Cougar attacks keep Canadian town on edge
VANCOUVER, British Columbia (Reuters) - Canadian wildlife officers and trackers searched on Wednesday for more cougars feared to be hiding in the mountains outside a small town near Vancouver, after two of the wild cats attacked a child and pet dogs.
A three-year-old girl was saved from a cougar that pounced on her while she was picking berries with her mother near Squamish, British Columbia, on Tuesday.
The mother rescued the child, who escaped the incident with only minor injuries.
"I knew I had to react quick so I wedged myself between the cougar and her on the ground. I got up and threw it off of my back," mother Maureen Lee told CBC television in Squamish, a town of 15,000 about 50 km (30 miles) north of Vancouver.
Animal trackers later killed a cougar they believe was responsible for the attack, according to the Royal Canadian Mounted Police.
Authorities recently closed a popular hiking trail near Squamish after at least two cougar attacks last week on dogs being walked by the owners. One dog was killed and eaten while the other escaped. The cougar responsible for those attacks was later killed.

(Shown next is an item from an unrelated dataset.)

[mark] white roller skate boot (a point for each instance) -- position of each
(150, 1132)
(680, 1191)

Despite killing both cougars believed responsible for the fatal attacks, trackers using dogs were searching the area again on Wednesday because wildlife officers believe there are more cougars in the region.

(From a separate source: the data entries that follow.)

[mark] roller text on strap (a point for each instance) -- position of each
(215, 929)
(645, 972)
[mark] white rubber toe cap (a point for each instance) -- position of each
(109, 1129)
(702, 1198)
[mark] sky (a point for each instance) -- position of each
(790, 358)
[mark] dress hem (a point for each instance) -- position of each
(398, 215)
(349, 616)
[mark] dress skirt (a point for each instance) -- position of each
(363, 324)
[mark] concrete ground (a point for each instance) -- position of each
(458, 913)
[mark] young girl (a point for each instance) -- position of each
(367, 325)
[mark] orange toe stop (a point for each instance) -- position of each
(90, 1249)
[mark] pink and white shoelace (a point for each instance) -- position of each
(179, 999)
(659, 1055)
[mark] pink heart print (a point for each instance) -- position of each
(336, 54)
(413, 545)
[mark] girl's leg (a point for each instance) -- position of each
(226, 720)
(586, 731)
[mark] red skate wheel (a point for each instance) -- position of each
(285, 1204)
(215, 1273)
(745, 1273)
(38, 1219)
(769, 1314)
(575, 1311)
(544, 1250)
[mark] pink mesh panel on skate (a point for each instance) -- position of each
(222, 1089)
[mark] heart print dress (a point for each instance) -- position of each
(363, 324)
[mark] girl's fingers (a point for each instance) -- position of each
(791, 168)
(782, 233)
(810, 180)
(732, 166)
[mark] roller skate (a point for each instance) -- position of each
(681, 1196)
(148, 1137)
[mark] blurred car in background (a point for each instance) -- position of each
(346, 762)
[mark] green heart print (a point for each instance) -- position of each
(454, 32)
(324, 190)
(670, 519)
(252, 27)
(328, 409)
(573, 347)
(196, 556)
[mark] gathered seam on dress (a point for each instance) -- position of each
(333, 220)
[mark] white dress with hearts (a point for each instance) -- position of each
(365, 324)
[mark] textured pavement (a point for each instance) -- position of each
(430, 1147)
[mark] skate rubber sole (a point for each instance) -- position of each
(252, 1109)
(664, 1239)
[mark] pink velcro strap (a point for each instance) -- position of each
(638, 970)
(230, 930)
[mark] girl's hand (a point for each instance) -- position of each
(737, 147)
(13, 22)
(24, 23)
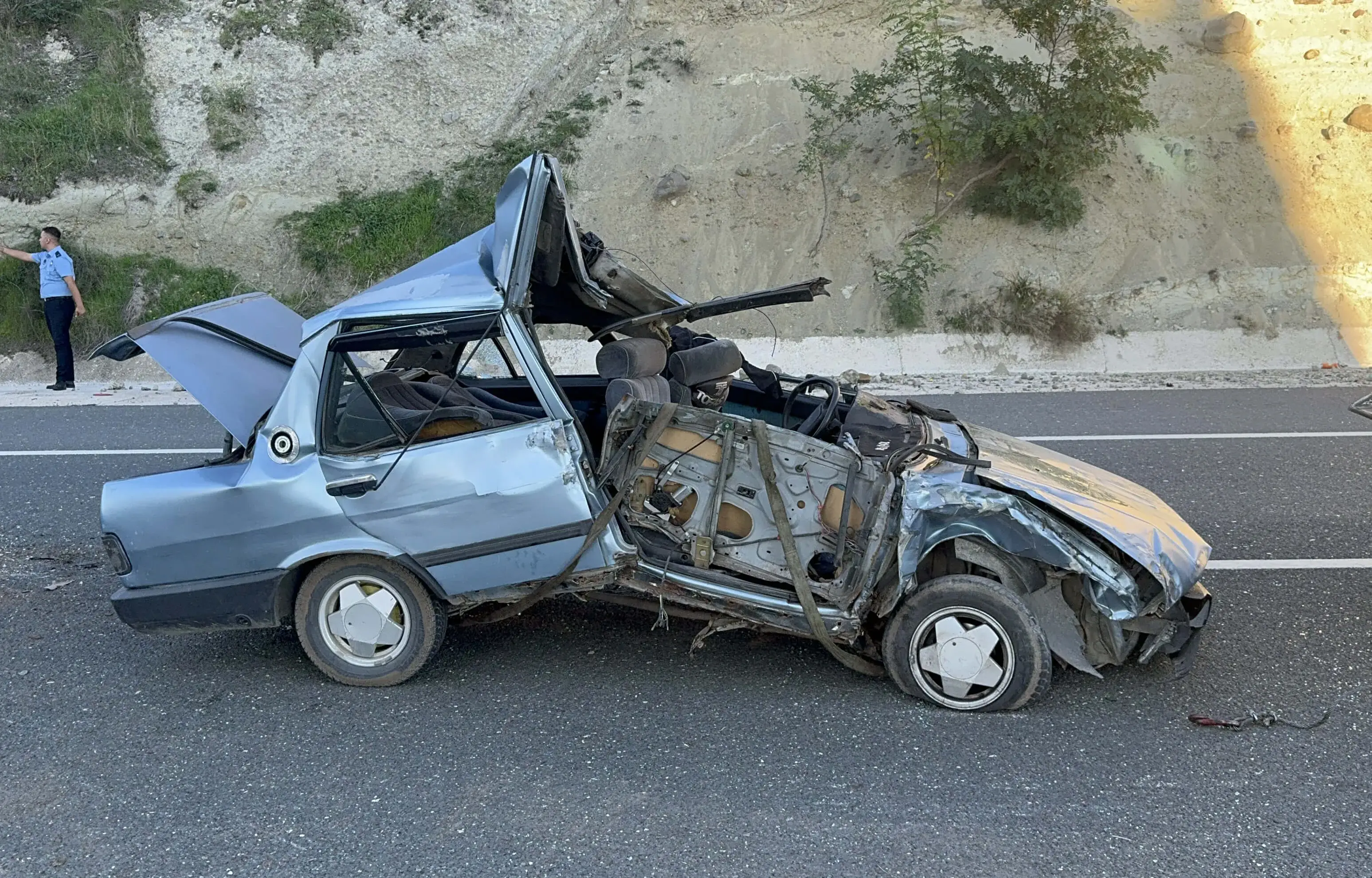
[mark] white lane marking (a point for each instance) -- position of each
(1289, 564)
(1137, 437)
(92, 452)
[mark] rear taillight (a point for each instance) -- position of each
(114, 549)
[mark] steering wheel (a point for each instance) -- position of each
(819, 418)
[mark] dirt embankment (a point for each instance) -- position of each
(1187, 227)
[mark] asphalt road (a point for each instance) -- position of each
(574, 741)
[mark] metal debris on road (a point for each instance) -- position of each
(1267, 719)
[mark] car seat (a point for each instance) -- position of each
(490, 400)
(634, 369)
(704, 374)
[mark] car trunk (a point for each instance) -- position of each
(234, 356)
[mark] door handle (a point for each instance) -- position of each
(353, 486)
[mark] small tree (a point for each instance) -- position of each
(1045, 121)
(1034, 122)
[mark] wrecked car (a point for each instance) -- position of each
(409, 460)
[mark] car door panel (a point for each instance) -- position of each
(481, 511)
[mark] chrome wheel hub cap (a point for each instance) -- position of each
(962, 658)
(364, 622)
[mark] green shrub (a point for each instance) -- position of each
(906, 282)
(195, 187)
(230, 117)
(87, 118)
(1023, 306)
(107, 284)
(364, 238)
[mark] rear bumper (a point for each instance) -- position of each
(242, 601)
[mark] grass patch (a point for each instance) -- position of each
(360, 239)
(230, 117)
(1024, 306)
(118, 293)
(315, 25)
(195, 187)
(423, 17)
(84, 117)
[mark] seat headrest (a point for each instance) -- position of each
(631, 359)
(707, 363)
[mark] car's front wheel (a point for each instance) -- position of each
(969, 644)
(367, 622)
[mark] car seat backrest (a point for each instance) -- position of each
(631, 359)
(703, 375)
(634, 369)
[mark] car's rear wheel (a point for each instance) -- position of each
(367, 622)
(969, 644)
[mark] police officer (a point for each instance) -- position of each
(61, 298)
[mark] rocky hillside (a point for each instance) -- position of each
(1245, 208)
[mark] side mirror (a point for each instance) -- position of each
(354, 486)
(1363, 407)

Cougar are secretive by nature and rarely attack humans. There have been only five fatal attacks on people in the province over the past 100 years, according to British Columbia's Environment Ministry.
People confronted by cougars are told to stand their ground and fight back if attacked. Running away or turning your back on a cougar only encourages the cat to chase and pounce, according to wildlife experts.